Author: João Barreira et al
Journal: Biology of Sport (2025)
AI written summary
This study investigated how physical match demands vary across matches, seasons, positions, and individual players in a highly trained professional women’s soccer team competing in the Italian Serie A over two seasons (2021–22 and 2022–23).
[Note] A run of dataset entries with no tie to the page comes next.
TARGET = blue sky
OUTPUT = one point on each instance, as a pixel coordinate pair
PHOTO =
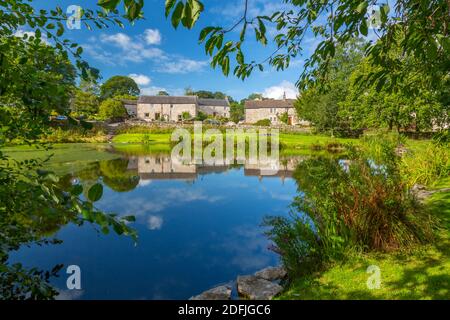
(159, 57)
(162, 58)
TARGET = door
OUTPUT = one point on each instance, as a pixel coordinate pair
(290, 120)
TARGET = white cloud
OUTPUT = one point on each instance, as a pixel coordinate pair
(119, 39)
(138, 49)
(20, 33)
(140, 79)
(277, 91)
(155, 222)
(151, 91)
(182, 66)
(152, 36)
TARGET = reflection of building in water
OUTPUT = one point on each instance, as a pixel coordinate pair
(166, 168)
(282, 168)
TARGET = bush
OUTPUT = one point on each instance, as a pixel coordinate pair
(263, 123)
(360, 204)
(112, 109)
(201, 116)
(74, 135)
(426, 166)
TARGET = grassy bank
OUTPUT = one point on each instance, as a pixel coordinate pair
(287, 140)
(62, 157)
(421, 274)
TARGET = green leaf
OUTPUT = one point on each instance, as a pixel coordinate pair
(76, 190)
(177, 13)
(60, 31)
(129, 218)
(363, 28)
(108, 4)
(86, 125)
(169, 6)
(95, 192)
(204, 33)
(186, 19)
(362, 7)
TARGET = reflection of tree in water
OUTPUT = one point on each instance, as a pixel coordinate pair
(117, 176)
(35, 205)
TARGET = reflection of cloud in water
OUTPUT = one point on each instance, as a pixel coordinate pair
(248, 246)
(144, 183)
(164, 199)
(69, 294)
(155, 222)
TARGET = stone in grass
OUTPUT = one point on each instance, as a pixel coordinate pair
(255, 288)
(272, 273)
(217, 293)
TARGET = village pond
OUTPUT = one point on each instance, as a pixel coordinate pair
(199, 225)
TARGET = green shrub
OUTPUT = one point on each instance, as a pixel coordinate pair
(284, 117)
(112, 109)
(426, 166)
(360, 204)
(201, 116)
(263, 123)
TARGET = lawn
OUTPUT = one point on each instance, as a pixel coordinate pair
(421, 274)
(63, 157)
(288, 140)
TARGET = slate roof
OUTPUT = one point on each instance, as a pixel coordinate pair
(213, 102)
(167, 100)
(270, 103)
(183, 100)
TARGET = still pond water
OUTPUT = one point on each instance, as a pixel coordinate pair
(198, 226)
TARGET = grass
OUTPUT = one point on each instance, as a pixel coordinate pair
(288, 140)
(64, 157)
(421, 274)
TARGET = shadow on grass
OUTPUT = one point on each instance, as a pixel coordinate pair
(430, 278)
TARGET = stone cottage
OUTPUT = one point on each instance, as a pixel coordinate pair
(271, 109)
(168, 108)
(131, 107)
(215, 107)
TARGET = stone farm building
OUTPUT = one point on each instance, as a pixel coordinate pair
(168, 108)
(271, 109)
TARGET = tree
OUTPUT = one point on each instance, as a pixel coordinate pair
(204, 94)
(119, 85)
(36, 74)
(423, 23)
(84, 103)
(90, 85)
(284, 117)
(255, 96)
(186, 115)
(237, 112)
(416, 105)
(36, 79)
(112, 109)
(321, 107)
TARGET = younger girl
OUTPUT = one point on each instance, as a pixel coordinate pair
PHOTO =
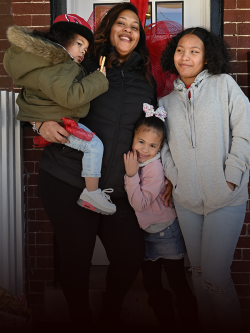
(207, 159)
(54, 85)
(145, 183)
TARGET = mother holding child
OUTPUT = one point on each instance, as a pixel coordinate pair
(206, 157)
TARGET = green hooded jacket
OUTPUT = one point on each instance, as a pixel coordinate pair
(53, 85)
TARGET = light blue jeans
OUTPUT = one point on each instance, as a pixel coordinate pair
(93, 151)
(211, 241)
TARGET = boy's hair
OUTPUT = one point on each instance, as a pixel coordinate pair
(216, 51)
(152, 122)
(102, 44)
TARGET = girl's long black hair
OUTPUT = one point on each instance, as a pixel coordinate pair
(216, 51)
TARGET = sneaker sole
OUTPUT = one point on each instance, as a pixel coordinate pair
(87, 205)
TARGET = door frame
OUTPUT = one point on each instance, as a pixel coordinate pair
(58, 7)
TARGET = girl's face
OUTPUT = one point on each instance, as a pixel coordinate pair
(78, 48)
(189, 58)
(147, 143)
(125, 34)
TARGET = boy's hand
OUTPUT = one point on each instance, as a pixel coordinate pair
(131, 163)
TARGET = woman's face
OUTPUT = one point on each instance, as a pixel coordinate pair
(125, 34)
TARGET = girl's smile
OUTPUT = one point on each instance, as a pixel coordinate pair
(146, 143)
(189, 58)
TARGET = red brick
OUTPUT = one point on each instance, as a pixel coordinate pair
(41, 215)
(37, 286)
(2, 70)
(239, 67)
(40, 227)
(243, 41)
(36, 298)
(32, 154)
(245, 303)
(45, 262)
(41, 274)
(45, 238)
(244, 228)
(233, 54)
(22, 20)
(31, 8)
(243, 4)
(240, 266)
(237, 254)
(30, 238)
(34, 203)
(243, 242)
(5, 9)
(246, 254)
(243, 28)
(229, 4)
(243, 290)
(29, 167)
(40, 20)
(241, 278)
(229, 28)
(32, 178)
(242, 54)
(236, 15)
(41, 250)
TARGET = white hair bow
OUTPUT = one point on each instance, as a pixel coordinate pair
(160, 113)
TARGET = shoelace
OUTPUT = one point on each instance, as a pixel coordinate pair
(107, 190)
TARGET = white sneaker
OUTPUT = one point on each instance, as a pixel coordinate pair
(97, 201)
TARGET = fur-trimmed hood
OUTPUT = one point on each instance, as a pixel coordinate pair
(23, 38)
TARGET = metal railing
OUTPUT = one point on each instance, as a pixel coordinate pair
(11, 197)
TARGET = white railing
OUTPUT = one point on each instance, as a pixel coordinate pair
(11, 197)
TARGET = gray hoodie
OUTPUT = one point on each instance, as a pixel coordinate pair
(208, 143)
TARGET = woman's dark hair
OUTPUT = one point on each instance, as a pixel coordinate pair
(60, 35)
(216, 51)
(102, 44)
(152, 122)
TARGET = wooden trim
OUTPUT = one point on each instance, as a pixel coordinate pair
(57, 7)
(217, 10)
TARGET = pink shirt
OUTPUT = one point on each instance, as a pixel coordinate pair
(144, 190)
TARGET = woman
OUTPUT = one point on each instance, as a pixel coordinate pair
(112, 117)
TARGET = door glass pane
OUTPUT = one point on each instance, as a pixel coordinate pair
(148, 18)
(170, 11)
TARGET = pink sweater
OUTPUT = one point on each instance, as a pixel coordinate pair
(144, 190)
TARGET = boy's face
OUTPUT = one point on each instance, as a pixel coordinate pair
(78, 48)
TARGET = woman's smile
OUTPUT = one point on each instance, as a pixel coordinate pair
(125, 34)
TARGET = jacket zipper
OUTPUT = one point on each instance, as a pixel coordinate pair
(116, 129)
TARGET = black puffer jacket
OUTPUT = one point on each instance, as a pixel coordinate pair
(112, 117)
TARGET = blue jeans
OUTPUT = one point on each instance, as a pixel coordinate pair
(92, 157)
(211, 241)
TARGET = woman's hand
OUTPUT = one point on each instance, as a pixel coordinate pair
(231, 186)
(131, 163)
(53, 132)
(167, 195)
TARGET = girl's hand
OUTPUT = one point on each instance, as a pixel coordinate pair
(231, 186)
(53, 132)
(167, 195)
(131, 163)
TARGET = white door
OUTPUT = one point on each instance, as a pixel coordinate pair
(189, 13)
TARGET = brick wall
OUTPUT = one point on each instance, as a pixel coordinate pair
(237, 35)
(39, 235)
Using 344 full-match GPS observations from 27 players, the researchers quantified seasonal trends, sources of variability, and minimum detectable changes (MDC) for common GPS metrics.
Key Aims
- Describe match external loads across two seasons.
- Quantify how much match physical performance varies (between matches, players, positions, seasons, and within players).
- Establish thresholds for meaningful individual changes across matches.
Main Findings
1. Overall Match Demands
Typical match values (averaged across both seasons):
- Total Distance: ~9,290 m
- m/min: ~103
- High-Speed Running (HSRD): ~289–309 m
- High Metabolic Load Distance (HMLD): ~1,982 m
- Max Speed: ~26.3 km/h
- Acceleration & Deceleration Distances: Highly variable
These values align with elite-level women’s football benchmarks (e.g., FIFA Women’s World Cup)
2. Between-Season Difference
Only HSRD increased significantly in Season 2 (+36.9 m; large effect) — suggesting more distance performed at >19.8 km/h despite similar total distances. Other metrics showed no meaningful differences between seasons
3. Variability of Match Demands
The study decomposed variability into:
- Between-match
- Between-player
- Between-position
- Between-season
- Within-player
High-intensity metrics = most variable
- HSRD CV: 11.6%–33.7%
- Accelerations & Decelerations CV: 22%–30%
- HMLD CV: up to 12.2%
Lower-intensity metrics = very stable
- Total Distance CV: ~4–5%
- m/min CV: ~4–5%
- Max Speed: only 3–5% variability
This confirms that high-intensity outputs fluctuate heavily due to tactical and contextual match factors, while global running load is more stable. Coaches should avoid overinterpreting single-match HSRD changes
4. Minimum Detectable Changes (MDC)
Based on match-to-match variability and smallest worthwhile change, the study established thresholds for meaningful individual changes:
Stable (low-intensity) metrics → meaningful change ≈ ±12–15%
- Total Distance
- m/min
- Max Speed
Highly variable metrics → meaningful change extremely high
- HSRD: +83% to +104%
- Accelerations: +84% to +106%
- Decelerations: +65% to +82%
- HMLD: +32% to +40%
In practice, a normal week-to-week fluctuation in HSRD could be ±30–40%, so a “big drop” or “big spike” is not automatically meaningful
5. Seasonal Trends
Figures on page 5 show mostly flat seasonal trends across both seasons:
- No clear increase/decrease in most metrics over time.
- Exception: Season 2 showed increasing max speed and increasing deceleration distance across weeks (possibly linked to tactical evolution or player roster changes)
Practical Implications for Practitioners
1. Use stable metrics (TD, m/min, max speed) to monitor changes.
These metrics are reliable indicators of within-player deviation across matches.
2. Be cautious with high-intensity data.
HSRD and acceleration/deceleration distances are too variable to interpret without context (scoreline, opposition, playing style, player role, fatigue) BS_Art_57114-10.
3. Contextual factors must be integrated.
Opposition level, team tactics, match status, and ball possession heavily influence high-intensity actions.
4. Training prescription should remain varied.
Because match demands fluctuate widely, simply targeting match loads (e.g., replicating 600 m HSRD) is insufficient.
Conclusion
Seasonal changes in physical performance in this professional women’s football team were minimal. Low-intensity metrics were stable, while high-intensity metrics showed very high variability, requiring large changes before they become meaningful. Coaches and performance staff should interpret high-intensity outputs cautiously and rely on broader context when making training or recovery decisions.